Sometimes amid the noise and bluster we might feel an angry impulse toward something that seems almost absurd by comparison. Yet it also seems inevitable that there is a lesson waiting to be learned. Eric Lewis reminds us of something very, very important that happened this week; the United States is moving back toward its very own manned space program.
But no. We can’t possibly pause to celebrate that, can we? Because we’re all too busy giving attention-hungry cops exactly the sort of sycophantic celebrity they’re after.
It is worth noting that controversial professor Leonard Jeffries used to denounce the space program as an effort by white people to spread their filth across the Universe. It’s only about a quarter-century later, and perhaps the most disgraceful thing about that rhetorical temper tantrum is the effort American society has devoted to proving it true.

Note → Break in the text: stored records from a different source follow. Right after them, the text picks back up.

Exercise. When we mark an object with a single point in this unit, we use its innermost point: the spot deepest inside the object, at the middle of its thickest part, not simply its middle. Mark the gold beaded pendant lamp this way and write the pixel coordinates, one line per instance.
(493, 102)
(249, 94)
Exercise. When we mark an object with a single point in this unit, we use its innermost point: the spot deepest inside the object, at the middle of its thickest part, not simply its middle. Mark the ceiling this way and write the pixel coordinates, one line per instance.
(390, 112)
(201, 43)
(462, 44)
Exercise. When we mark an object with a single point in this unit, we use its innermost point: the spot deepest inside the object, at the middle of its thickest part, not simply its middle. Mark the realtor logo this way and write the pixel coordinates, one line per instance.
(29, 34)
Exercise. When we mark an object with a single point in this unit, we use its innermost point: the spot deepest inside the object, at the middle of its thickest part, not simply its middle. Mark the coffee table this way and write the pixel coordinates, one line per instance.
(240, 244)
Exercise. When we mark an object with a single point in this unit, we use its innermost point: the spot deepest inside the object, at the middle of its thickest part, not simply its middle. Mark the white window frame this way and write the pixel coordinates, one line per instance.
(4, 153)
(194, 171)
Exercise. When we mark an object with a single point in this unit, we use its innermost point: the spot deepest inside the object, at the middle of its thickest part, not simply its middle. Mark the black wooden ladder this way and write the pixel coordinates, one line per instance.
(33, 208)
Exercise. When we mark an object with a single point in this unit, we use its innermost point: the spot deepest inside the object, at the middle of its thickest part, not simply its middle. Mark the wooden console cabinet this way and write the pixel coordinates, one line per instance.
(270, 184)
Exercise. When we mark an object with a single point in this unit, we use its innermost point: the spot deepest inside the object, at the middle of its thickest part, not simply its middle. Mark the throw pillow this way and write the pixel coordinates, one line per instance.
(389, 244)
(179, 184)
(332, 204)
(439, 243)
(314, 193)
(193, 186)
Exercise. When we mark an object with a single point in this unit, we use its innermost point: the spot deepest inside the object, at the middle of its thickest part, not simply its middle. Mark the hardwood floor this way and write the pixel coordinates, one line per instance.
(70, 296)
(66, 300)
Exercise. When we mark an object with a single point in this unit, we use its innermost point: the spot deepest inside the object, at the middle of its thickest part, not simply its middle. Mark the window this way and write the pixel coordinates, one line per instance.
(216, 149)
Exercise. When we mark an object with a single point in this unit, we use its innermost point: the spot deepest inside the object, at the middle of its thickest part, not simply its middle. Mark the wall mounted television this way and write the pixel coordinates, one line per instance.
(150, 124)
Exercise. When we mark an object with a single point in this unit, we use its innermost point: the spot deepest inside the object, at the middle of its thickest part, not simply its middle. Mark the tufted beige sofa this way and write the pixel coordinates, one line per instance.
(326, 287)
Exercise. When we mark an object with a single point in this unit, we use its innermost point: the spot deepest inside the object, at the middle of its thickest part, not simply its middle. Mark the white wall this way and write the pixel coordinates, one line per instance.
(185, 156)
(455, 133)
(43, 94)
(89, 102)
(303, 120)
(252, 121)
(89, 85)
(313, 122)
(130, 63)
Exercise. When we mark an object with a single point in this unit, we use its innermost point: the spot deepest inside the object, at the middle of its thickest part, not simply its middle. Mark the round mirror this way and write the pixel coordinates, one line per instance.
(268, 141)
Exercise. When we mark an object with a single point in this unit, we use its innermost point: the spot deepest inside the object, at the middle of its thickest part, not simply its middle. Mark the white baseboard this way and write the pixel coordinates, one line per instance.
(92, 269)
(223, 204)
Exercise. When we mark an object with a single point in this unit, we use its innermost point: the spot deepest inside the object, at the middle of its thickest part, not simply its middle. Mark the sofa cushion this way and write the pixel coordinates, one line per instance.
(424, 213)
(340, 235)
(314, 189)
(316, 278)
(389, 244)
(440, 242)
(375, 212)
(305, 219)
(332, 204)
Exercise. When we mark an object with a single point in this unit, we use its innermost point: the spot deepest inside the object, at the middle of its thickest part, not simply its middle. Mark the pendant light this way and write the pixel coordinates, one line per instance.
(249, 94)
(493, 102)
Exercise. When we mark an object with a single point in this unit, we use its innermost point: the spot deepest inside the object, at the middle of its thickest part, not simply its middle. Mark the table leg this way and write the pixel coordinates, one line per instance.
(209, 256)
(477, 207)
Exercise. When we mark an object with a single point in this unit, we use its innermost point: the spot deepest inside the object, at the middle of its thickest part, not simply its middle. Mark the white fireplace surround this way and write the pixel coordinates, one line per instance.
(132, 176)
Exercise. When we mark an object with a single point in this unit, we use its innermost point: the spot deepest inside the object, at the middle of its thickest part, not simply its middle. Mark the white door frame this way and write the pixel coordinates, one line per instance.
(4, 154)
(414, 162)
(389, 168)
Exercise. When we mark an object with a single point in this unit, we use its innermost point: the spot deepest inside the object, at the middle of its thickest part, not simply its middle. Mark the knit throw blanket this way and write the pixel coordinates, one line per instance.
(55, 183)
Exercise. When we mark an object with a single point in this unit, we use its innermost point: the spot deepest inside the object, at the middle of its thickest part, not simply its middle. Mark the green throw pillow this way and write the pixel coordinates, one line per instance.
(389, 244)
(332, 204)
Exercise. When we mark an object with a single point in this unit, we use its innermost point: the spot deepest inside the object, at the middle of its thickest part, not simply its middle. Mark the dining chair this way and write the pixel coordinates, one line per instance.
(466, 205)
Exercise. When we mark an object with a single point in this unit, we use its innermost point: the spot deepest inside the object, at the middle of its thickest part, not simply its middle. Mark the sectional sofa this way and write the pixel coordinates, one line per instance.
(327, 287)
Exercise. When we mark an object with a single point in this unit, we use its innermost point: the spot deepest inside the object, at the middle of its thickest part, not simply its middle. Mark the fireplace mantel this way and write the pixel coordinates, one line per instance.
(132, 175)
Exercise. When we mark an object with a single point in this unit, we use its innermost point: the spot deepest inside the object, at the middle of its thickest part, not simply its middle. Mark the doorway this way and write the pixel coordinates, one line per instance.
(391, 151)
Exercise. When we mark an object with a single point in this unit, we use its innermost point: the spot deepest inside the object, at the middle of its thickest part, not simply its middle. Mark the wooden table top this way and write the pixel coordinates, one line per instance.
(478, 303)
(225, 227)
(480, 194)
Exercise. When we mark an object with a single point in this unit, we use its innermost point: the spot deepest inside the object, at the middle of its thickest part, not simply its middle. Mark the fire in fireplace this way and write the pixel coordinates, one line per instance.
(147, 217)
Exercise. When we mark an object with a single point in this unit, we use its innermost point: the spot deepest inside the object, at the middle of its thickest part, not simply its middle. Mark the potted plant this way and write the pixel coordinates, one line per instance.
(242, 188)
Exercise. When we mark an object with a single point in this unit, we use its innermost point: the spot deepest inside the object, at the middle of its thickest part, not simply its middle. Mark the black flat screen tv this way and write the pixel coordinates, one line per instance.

Space exploration is something to be celebrated; getting the hell off its rock is one of the fundamental purposes of the living endeavor. This arrangement of matter and energy can last as long as the Universe itself allows, unless Life destroys itself first. Yet Lewis makes an important point: When the time comes, can we please leave the racism behind?
Everybody wins that way; the human endeavor can properly advance, and the hatemongers can finally start feeling like they’ve got a place to call home. And when they look around at the wreck of whatever is left, they can celebrate that they finally got what they wanted, the whole trash heap of human existence on planet Earth all to themselves.
Evolution is supposed to coincide with progress. Oh, you romantic American rebels, you.